Больше он ничего не говорит, обращаясь ко мне. Он уделяет внимание всем, только не мне. Всем, но только не Гарри-чертову-Поттеру…
Я больше так не могу! Не могу видеть его усмешки, зная каким он может быть… обжигающим. Страстным. Нежным. Добрым… Красивым, когда улыбается, обнажая белоснежные зубы, и улыбка отражается не только на губах, но и в глазах.
Я не могу слышать этот тон, в котором скользит, переливаясь на солнце, ядовитая гадюка, когда помню, каким бархатным он может быть. А бархат — такой мягкий…
Занятие почти закончилось, а я ничего не сотворил из ассортимента компонентов. Я уже начал резать какую-то деревяшку, когда услышал голос:
— Поттер, останьтесь после урока.
И ответил, как можно более увереннее:
— Да, сэр…
Я заставлю его полюбить меня… Любым способом…
Звонок прозвучал неожиданно, в виде спасительного сигнала окончания моих мучений. Рон, куда ты? Подожди…
— Поттер, вы что, глухи? Останьтесь.
Спасибо, Рон, удача мне сейчас пригодится. Нет, меня не надо ждать. Ох… Нет, я остался один, с ним наедине. Что это значит для меня? А для него?
Как пронзителен его взгляд… Как звенит тишина, возникнувшая между нами. Как глубока пропасть его глаз. И правда — бездна. Без возможности выбраться на берег, потонув в океане… нерешительности.
Я и не заметил, как покраснел. Хотел унять румянец, но Снейп так резко дернул рукой, что я не посмел опустить голову.
Затем он подошел ко мне вплотную, подцепил мой подборок двумя пальцами и спросил:
— Почему вы краснеете, Поттер? Вы стесняетесь меня? Казалось бы, вам больше нечего стесняться…

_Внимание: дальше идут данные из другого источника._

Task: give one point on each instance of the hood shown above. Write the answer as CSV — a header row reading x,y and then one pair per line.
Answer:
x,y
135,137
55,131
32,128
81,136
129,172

Я не знал, что ответить на его вопрос. Я просто посмотрел в его черные глаза, которые стали еще темнее. Что это — в его глазах, — страсть, жалость?
— Не надо меня жалеть, профессор.
— Кто сказал, что тебя жалеют, глупый мальчишка? Я просто, — он облизнул губы, — я просто не могу больше ждать. Семь лет я терпел, чтобы насладиться этим моментом
И он… он наклонился и поцеловал мои губы, лаская их языком, прикусывая зубами.
Мэрлин, за что мне такая пытка? За что?...
— Зачем это все? Почему? Ты ведь ушел…
А Снейп только улыбнулся своей кривой ухмылкой, которая больше ни на чьем лице не выглядела бы улыбкой, и провел пальцами по моей щеке:
— Вы всегда отличались крайней проницательностью, Поттер. Так что же вам мешает проявить ее сейчас?